Neil King, automotive analyst at Euromonitor, says General Motors Europe, which owns Vauxhall, has not made much noise about the brand recently and that it needs a revamp to improve its standing among consumers. It has lost out as rivals, such as Volkswagen, Fiat and Ford have all communicated more effectively their points of difference and brand values.

“[These appointments] are clearly part of a strong initiative to improve brand image through product and customer experience. Vauxhall has been losing market share like all the ‘squeezed middle’ brands and it is long overdue that they tackled this,” he adds.

Vauxhall sales are still rising, up 4.98% to 229,362 in the year to-date, making it the second largest car marque in the UK. However, its share has fallen to 10.73%, from 11.19% in the same period last year as the wider market sees faster growth.

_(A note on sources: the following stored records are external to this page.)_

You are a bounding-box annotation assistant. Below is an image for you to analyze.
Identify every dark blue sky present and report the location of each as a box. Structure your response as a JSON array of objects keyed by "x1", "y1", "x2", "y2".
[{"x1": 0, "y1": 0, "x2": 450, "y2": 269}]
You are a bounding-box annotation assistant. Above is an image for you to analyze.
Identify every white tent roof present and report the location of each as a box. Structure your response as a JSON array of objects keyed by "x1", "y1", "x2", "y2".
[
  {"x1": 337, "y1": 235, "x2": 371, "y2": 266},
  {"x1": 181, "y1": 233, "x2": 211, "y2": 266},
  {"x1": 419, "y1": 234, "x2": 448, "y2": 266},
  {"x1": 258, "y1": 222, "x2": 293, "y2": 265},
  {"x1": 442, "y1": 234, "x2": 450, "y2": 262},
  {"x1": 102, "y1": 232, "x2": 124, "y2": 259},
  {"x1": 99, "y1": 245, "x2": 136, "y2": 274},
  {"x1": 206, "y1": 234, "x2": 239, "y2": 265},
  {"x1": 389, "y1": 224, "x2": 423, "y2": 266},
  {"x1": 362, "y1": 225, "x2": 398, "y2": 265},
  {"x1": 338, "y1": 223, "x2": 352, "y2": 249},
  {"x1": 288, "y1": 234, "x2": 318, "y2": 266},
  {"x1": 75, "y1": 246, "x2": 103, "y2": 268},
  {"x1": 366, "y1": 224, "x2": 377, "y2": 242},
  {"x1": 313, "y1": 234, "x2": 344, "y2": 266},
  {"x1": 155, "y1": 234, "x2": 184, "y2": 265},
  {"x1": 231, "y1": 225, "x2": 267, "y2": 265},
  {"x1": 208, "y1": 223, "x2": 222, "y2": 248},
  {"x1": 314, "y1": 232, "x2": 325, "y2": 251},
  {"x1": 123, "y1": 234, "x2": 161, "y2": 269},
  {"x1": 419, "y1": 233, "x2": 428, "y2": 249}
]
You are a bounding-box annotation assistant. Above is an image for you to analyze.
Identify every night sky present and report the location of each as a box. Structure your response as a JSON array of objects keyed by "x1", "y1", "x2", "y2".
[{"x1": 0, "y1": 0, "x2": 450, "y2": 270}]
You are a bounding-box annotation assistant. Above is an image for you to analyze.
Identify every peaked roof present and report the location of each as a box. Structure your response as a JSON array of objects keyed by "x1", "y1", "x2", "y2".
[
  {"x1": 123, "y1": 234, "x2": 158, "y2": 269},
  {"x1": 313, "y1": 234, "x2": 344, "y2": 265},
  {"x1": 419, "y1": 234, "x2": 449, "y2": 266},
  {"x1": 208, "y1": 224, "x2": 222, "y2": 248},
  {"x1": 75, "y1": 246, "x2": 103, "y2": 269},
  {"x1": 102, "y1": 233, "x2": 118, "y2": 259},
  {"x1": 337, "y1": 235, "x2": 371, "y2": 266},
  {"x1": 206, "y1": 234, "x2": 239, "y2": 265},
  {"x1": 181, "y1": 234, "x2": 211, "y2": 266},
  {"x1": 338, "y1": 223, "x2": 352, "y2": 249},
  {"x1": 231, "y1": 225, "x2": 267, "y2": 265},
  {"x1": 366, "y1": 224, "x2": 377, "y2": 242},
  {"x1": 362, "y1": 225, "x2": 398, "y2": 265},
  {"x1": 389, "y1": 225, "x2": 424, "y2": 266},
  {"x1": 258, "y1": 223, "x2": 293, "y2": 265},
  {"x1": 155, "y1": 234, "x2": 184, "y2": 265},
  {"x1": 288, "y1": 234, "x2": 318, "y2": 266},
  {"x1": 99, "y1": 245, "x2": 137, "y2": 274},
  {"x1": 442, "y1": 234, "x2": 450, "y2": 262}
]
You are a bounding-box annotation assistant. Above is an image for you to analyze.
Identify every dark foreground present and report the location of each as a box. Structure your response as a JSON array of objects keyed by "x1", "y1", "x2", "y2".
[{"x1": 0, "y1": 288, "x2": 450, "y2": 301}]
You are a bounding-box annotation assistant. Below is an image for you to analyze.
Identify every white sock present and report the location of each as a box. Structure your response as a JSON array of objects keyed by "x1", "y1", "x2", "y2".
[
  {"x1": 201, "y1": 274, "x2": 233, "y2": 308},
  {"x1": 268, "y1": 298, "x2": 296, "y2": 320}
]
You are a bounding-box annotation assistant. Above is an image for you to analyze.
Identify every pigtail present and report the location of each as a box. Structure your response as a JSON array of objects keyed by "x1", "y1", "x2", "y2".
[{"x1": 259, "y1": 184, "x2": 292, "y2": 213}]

King estimates that this is the first time its market share has fallen below 11% in at least 30 years. Where Vauxhall’s market share in Europe (where it is branded Opel) has now bottomed out, he says, it is still falling in the UK.

Opel has seen some success in markets including Germany through a renewed focus on products such as the Adam model, which is aimed at a younger and trendier demographic and a brand campaign. Dubbed “Umparken im Kopf”, it focused on challenging people’s prejudices and left out the Opel brand until later in the campaign in a bid to position it as a challenger.

While that campaign may not translate to the UK, there is some branding work afoot, says a Vauxhall spokeswoman.

Chevrolet brand pulled

General Motor’s decision to pull its Chevrolet brand out of Europe also offers an opportunity to Vauxhall, says Ian Fletcher, principle analyst at IHS Automotive.

“The decision to withdraw the Chevrolet brand from the UK and the wider European region aims to reduce the possibilities of cannibalisation and confusion, as well as bringing Chevrolet’s former customer base in to the Vauxhall fold.

“The Vauxhall brand also tends to be dependent on fleet sales and deal-making so it may well be looking at these new roles as a way of increasing the traffic of private customers prepared to pay more for a vehicle,” he adds.

Customer experience

The move to enhance customer experience follows a number of other car marques including Audi and Ford that have introduced customer experience director roles in recent years in an attempt to more closely align digital and offline as the role of show rooms changes. Where previously customers would do their research in show rooms they are now doing it online, with show rooms increasingly used only for test drives or the final transaction.

Even that is moving online, with Volvo recently selling a limited number of its special edition of the new XC90 online. Ford has also tested the demand for online sales with presales of its EcoSport taking place exclusively on Facebook.

This means it is becoming more important to showcase the brand, not just product, in physical environments. A number of car marques, including Hyundai and Mercedes-Benz, are in the process of revamping their show rooms while Hyundai and Kia are both switching the focus of their stands at motor shows to promote brand values.

Speaking at the Barclays Automotive conference in the US last month, General Motors’ vice president Johan de Nysschen admitted the company has not been “consistent” in how it markets a number of its brands across digital, show rooms and experiential.